Relationship between predicted IC50 (μM) from CoMFA (a), CoMSIA (b) and HQSAR (c) models and the experimental IC50 (μM) values of P450 enzyme 1A2 inhibitors. Data points representing testing compounds that were not included in the training set of QSAR analyses are coloured red.
The summary of the CoMSIA analysis of database Align1 is shown in Table 1. CoMSIA results gave a cross-validated q2 of 0.616 for eight components and non-crossvalidated r2 of 0.9785, F = 83.266 and SEE = 0.411. The corresponding field contributions of steric, electrostatic, hydrophobic, hydrogen-bond acceptor, hydrogen-bond donor+acceptor (steric), steric+electrostatic (steric) and steric+electrostatic (electrostatic) were 7.0%, 29.3%, 10.8%, 8.2%, 8.2%, 7.0% and 29.3%%, respectively (Table 4). The result indicates that the electrostatic field is very important for the present series of molecules. The predicted inhibition, actual inhibition and their residues for database Align1 are listed in Table 2. Figure 2b shows the relationship between the predicted and the experimental IC50 values for the CoMSIA model.
Table 4.
Relative contributions of CoMSIA in Align1.

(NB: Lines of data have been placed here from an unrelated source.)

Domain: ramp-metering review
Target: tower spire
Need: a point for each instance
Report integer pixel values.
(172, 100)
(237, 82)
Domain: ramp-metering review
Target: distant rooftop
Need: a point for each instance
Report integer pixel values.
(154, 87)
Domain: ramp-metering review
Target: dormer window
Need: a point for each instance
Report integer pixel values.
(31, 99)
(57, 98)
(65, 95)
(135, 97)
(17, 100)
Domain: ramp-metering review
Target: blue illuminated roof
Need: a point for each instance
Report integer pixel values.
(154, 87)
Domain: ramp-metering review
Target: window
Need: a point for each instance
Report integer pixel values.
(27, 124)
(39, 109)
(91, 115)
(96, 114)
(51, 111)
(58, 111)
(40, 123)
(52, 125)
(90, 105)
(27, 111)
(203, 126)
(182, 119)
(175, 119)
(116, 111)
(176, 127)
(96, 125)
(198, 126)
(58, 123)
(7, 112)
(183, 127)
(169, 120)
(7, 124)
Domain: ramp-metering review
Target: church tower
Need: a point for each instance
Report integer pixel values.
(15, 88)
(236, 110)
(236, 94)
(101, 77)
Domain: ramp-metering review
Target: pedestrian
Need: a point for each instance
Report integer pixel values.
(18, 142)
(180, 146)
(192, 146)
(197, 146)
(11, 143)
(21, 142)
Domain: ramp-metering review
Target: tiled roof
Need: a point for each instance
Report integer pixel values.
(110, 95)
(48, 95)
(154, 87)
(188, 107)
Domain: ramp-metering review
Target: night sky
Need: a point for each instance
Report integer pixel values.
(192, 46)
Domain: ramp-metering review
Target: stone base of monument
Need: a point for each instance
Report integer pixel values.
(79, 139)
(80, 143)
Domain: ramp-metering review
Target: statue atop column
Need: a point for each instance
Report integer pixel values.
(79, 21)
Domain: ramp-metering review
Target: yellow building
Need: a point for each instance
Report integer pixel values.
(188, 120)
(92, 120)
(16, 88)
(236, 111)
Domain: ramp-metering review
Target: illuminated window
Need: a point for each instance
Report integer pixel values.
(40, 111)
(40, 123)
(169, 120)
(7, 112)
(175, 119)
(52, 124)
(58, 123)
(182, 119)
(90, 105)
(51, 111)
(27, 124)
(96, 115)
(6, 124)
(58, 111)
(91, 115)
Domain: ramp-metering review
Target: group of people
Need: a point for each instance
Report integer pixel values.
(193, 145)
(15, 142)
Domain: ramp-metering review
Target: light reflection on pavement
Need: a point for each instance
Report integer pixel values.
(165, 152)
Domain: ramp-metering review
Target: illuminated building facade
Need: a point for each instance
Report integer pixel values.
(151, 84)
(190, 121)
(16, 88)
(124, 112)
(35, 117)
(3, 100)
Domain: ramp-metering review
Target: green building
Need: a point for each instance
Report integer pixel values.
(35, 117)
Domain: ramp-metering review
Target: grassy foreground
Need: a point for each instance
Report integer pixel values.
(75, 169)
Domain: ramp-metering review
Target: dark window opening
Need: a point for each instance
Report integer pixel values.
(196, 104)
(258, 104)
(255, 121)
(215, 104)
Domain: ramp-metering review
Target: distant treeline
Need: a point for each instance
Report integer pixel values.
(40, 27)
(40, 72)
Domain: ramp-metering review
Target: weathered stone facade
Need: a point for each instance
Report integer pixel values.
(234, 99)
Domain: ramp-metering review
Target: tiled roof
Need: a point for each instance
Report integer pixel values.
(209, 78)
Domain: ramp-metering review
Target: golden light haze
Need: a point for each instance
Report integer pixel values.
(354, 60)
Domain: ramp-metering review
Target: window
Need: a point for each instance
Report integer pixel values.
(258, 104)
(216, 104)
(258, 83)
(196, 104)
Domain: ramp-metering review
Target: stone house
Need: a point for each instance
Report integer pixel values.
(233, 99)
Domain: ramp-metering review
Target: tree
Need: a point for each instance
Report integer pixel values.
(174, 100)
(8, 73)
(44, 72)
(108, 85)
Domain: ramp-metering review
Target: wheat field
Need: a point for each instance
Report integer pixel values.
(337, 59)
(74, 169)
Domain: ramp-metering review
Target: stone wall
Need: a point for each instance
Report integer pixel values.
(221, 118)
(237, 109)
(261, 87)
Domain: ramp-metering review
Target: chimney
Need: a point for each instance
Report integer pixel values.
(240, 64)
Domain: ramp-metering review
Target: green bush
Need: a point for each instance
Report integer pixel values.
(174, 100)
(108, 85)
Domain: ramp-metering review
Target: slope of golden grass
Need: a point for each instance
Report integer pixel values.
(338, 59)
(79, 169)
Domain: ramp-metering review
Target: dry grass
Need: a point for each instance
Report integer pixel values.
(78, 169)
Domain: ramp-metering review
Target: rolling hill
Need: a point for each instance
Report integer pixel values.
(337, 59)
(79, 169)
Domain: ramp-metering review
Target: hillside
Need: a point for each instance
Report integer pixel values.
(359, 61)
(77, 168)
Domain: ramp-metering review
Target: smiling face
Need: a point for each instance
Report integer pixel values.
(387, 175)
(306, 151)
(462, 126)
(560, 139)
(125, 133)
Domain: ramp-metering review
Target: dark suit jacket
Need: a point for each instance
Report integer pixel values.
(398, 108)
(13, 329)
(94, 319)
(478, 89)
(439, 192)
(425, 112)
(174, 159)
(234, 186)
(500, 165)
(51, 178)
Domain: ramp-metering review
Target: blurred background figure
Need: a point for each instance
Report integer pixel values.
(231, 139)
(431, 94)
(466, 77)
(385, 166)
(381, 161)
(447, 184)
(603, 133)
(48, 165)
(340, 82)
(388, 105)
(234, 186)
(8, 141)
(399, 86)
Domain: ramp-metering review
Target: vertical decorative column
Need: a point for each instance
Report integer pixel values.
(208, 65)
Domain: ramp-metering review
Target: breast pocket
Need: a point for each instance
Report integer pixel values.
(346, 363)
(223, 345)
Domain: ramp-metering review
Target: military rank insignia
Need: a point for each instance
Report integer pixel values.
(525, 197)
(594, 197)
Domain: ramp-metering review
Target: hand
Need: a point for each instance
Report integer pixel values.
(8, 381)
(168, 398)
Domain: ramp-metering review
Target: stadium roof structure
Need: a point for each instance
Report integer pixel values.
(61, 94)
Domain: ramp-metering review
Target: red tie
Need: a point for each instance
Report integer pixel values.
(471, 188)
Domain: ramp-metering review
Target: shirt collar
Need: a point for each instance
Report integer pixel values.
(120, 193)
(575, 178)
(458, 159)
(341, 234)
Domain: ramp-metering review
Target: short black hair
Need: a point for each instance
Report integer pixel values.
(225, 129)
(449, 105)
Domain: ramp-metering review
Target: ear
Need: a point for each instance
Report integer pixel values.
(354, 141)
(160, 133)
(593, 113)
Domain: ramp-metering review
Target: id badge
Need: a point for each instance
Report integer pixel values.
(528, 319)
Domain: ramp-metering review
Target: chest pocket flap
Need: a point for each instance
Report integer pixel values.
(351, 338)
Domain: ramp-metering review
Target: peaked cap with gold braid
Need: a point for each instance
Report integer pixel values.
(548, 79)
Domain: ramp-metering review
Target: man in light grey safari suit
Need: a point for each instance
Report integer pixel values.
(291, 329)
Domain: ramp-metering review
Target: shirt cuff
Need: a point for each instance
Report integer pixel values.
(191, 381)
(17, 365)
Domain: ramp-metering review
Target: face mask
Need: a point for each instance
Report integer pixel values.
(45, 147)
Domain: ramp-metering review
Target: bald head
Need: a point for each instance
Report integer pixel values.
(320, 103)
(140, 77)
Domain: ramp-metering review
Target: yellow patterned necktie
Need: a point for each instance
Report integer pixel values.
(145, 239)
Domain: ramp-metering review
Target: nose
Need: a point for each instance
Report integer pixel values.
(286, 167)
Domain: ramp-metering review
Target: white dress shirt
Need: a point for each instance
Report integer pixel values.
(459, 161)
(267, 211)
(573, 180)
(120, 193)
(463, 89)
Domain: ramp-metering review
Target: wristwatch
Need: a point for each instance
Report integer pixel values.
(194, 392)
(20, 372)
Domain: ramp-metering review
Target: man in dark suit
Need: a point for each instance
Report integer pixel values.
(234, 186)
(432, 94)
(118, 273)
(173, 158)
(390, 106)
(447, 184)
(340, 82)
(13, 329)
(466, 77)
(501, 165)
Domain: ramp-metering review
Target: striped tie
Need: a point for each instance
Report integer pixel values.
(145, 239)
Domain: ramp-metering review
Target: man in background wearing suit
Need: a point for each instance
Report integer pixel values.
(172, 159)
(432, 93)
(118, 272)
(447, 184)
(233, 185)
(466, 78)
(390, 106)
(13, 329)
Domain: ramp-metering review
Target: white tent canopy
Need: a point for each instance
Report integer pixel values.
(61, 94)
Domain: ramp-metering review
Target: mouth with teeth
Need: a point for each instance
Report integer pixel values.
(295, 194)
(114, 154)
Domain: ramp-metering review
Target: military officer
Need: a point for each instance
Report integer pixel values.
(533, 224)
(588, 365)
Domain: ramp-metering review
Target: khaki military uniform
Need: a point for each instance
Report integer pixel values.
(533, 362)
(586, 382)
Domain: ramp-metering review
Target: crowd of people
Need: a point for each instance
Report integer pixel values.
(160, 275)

| Relative contributions | Fraction |
|---|---|
| Steric | 0.070 |
| Donor and acceptor (steric) | 0.082 |
| Steric and electrostatic (steric) | 0.070 |
| Steric and electrostatic (electrostatic) | 0.293 |
| Acceptor | 0.082 |
| Hydrophobic | 0.108 |
| Electrostatic | 0.293 |
Table 1 summarizes the results of the HQSAR calculation for Align1. The lowest standard error occurred at a cross-validated q2 of 0.652 with six optimal components. The hologram that gave the lowest standard error had a hologram length of 83. The PLS analysis yielded a conventional r2 of 0.917 and a standard error prediction of 0.363 for all of the studied compounds. The predicted inhibition, actual inhibition and their residues for database Align1 are listed in Table 2, and the correlation of the HQSAR predicted values vs. the actual values is presented graphically in Figure 2c. It is important to have a QSAR technique that offers not only a consistent and reproducible prediction but also a fast and convenient procedure. These results indicate that HQSAR is fairly capable of predicting the effective inhibition accurately and quickly. The 2D fingerprint generated by the HQSAR analysis will be used in future database searches for new CYP1A2 inhibitors.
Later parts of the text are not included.